Research reveals changing face of fleet management
Responsibility for fleet management is now shared between chief executive, human resources and financial directors, new research has found.
The Masterlease study, which involved 2,600 fleet decision makers across 13 different countries, found that top decision makers were now playing a far more active role in procurement decisions.
“Risk and the environment are two regulatory issues that were simply not on the radar a decade ago,” said Nick Brownrigg, Masterlease chief executive.
“Cost is a fixed concern – so one would expect the finance director to have an involvement – but driver behaviour linked to risk or CO2 emissions has meant that human resources takes more of a role.”
Masterlease said that in 15 per cent of cases the fleet director or manager came higher on the decision-making hierarchy than the finance director, with human resources’ directors or managers ranking ahead of their procurement counterparts.
Speaking to the Financial Times, Geoffrey Bray, chairman of Fleet Support Group, said that many fleet managers had paid the price for not accepting that their role had changed.
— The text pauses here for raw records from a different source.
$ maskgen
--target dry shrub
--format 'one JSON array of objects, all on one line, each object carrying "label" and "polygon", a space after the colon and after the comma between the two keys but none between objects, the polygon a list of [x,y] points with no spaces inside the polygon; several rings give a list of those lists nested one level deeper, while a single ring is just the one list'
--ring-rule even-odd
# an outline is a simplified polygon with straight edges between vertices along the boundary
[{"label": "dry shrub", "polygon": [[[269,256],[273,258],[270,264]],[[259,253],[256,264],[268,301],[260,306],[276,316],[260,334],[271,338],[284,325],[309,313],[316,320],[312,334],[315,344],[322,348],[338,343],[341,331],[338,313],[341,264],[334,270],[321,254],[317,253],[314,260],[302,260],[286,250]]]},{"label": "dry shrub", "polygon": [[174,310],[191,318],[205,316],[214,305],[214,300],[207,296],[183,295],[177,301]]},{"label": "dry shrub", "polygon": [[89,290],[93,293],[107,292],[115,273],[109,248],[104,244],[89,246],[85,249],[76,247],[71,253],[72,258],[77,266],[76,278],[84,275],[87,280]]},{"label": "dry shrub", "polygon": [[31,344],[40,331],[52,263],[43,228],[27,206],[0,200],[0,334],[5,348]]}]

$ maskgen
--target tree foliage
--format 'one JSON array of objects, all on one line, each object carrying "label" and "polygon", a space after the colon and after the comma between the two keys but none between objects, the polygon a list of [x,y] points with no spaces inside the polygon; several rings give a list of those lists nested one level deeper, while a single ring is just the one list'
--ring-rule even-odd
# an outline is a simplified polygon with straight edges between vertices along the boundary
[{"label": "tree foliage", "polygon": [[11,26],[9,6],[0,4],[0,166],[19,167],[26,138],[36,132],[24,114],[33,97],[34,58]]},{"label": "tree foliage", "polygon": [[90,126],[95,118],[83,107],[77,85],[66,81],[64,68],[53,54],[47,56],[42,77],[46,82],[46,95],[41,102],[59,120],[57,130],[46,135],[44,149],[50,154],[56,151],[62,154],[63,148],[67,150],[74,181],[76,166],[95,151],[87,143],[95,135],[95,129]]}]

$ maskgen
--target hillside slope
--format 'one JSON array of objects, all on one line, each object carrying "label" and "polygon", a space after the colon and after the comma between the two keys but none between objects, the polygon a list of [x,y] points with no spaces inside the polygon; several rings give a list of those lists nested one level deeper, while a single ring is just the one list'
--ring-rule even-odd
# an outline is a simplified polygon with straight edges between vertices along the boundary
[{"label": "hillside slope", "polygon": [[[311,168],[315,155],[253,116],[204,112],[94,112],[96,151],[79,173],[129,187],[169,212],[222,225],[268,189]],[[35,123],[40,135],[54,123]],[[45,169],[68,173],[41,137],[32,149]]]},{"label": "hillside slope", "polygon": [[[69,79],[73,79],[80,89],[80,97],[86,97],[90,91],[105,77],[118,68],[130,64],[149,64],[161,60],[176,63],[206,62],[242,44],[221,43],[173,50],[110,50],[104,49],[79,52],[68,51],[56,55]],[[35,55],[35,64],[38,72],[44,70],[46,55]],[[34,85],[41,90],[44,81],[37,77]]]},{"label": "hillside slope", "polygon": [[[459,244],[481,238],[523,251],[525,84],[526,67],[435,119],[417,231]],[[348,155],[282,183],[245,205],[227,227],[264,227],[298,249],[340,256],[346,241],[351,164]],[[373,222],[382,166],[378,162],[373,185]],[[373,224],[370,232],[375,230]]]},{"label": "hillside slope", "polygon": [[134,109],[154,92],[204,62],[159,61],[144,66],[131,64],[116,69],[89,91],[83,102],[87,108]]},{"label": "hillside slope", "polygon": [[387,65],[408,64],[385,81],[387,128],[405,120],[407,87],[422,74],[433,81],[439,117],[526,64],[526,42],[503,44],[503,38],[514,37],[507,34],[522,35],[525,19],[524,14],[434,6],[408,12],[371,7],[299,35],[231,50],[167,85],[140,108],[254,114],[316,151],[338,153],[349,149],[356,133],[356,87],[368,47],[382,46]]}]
“There have been some excellent fleet managers who stay one step ahead in terms of operating and compliance procedures. But there were many attracted by the peripheral aspects – such as car launches – rather than the detail,” he said.
“These were not fleet managers – they were weak managers, and they eventually lost their jobs. Those who moved into a wider brief, and embraced a broader corporate travel and mobility remit as well as procurement, are thriving.”